Comment les sondages sont devenus nos maîtres à penser


Par Simon Verdière pour Le Vent se lève

Omniprésents dans nos sociétés, les sondages semblent faire la pluie et le beau temps dans notre monde politique. À tel point qu’il paraît aujourd’hui indispensable de s’interroger sur leur dangerosité pour nos démocraties représentatives.
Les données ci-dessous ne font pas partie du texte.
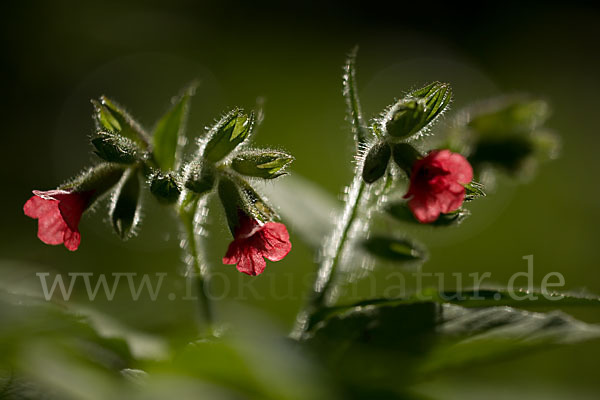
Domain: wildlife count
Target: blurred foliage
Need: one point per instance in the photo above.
(60, 54)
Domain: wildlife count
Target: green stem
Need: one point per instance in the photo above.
(335, 249)
(187, 212)
(332, 258)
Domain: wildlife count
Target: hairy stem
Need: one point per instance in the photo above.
(334, 249)
(350, 92)
(188, 214)
(332, 257)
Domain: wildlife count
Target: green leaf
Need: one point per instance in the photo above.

En période électorale, les sondages sont partout. Les journaux, les radios, les chaînes d’informations nous abreuvent à longueur de journée de chiffres. « Les élections présidentielles de 2002, 2007 et 2012 avaient donné lieu respectivement à 193, 293 et 409 sondages » indiquait un rapport de la commission des sondages il y a cinq ans. En 2017, on avait une nouvelle fois pulvérisé le record avec 560 études en rapport avec le scrutin. Et tout porte à croire, qu’une fois encore, 2022 pourrait repousser ce seuil.

Pourtant, la pertinence de ces enquêtes, en tant qu’outil démocratique, pose de plus en plus questions. D’autant que leur fiabilité est régulièrement discutée. Depuis toujours, les erreurs commises par les instituts ont été nombreuses, aussi bien en France qu’à l’étranger. On se souvient, par exemple, des présidentielles américaines en 2016. L’immense majorité des établissements états-uniens donnaient alors comme acquis le succès d’Hillary Clinton sur Donald Trump, parfois même avec plus de dix points d’avance. Pourtant, c’est bien l’ancien présentateur de télé-réalité qui a pris la tête du gouvernement. Un autre exemple célèbre est celui du Brexit au Royaume-Uni. La veille du scrutin, les instituts prédisaient encore la victoire du « non » à la sortie des Britanniques de l’Union Européenne. Mais le lendemain matin, c’est bien le Brexit qui a triomphé.

Ce genre de déconvenues n’a pas non plus épargné la France. En 2002, par exemple, pour les présidentielles, tout le monde annonçait le couronnement de Lionel Jospin. Pourtant, au bout du compte, le candidat du PS n’avait même pas franchi le premier tour, surpris par Jean-Marie Le Pen. Scénario semblable aux présidentielles de 2017 lorsqu’Alain Juppé devait facilement emporter les élections nationales. Mais celui-ci n’avait finalement pas réussi à surmonter l’étape des primaires de la droite. En 2020, les sondeurs ont d’ailleurs encore fait fausse route lors des élections régionales en surestimant largement les scores du Rassemblement National qui n’a, en définitive, décroché aucune région. Enfin, tout récemment, Valérie Pécresse a remporté les primaires des Républicains alors que tous les instituts désignaient Xavier Bertrand comme favori. Au terme du processus, ce dernier a pourtant terminé à la quatrième place.

Ces échecs, de plus en plus réguliers, interrogent sur la méthode des sondeurs. Ils posent la question fondamentale de la fiabilité des instituts. Les systèmes utilisés par les professionnels de l’opinion ont parfois de quoi laisser songeur.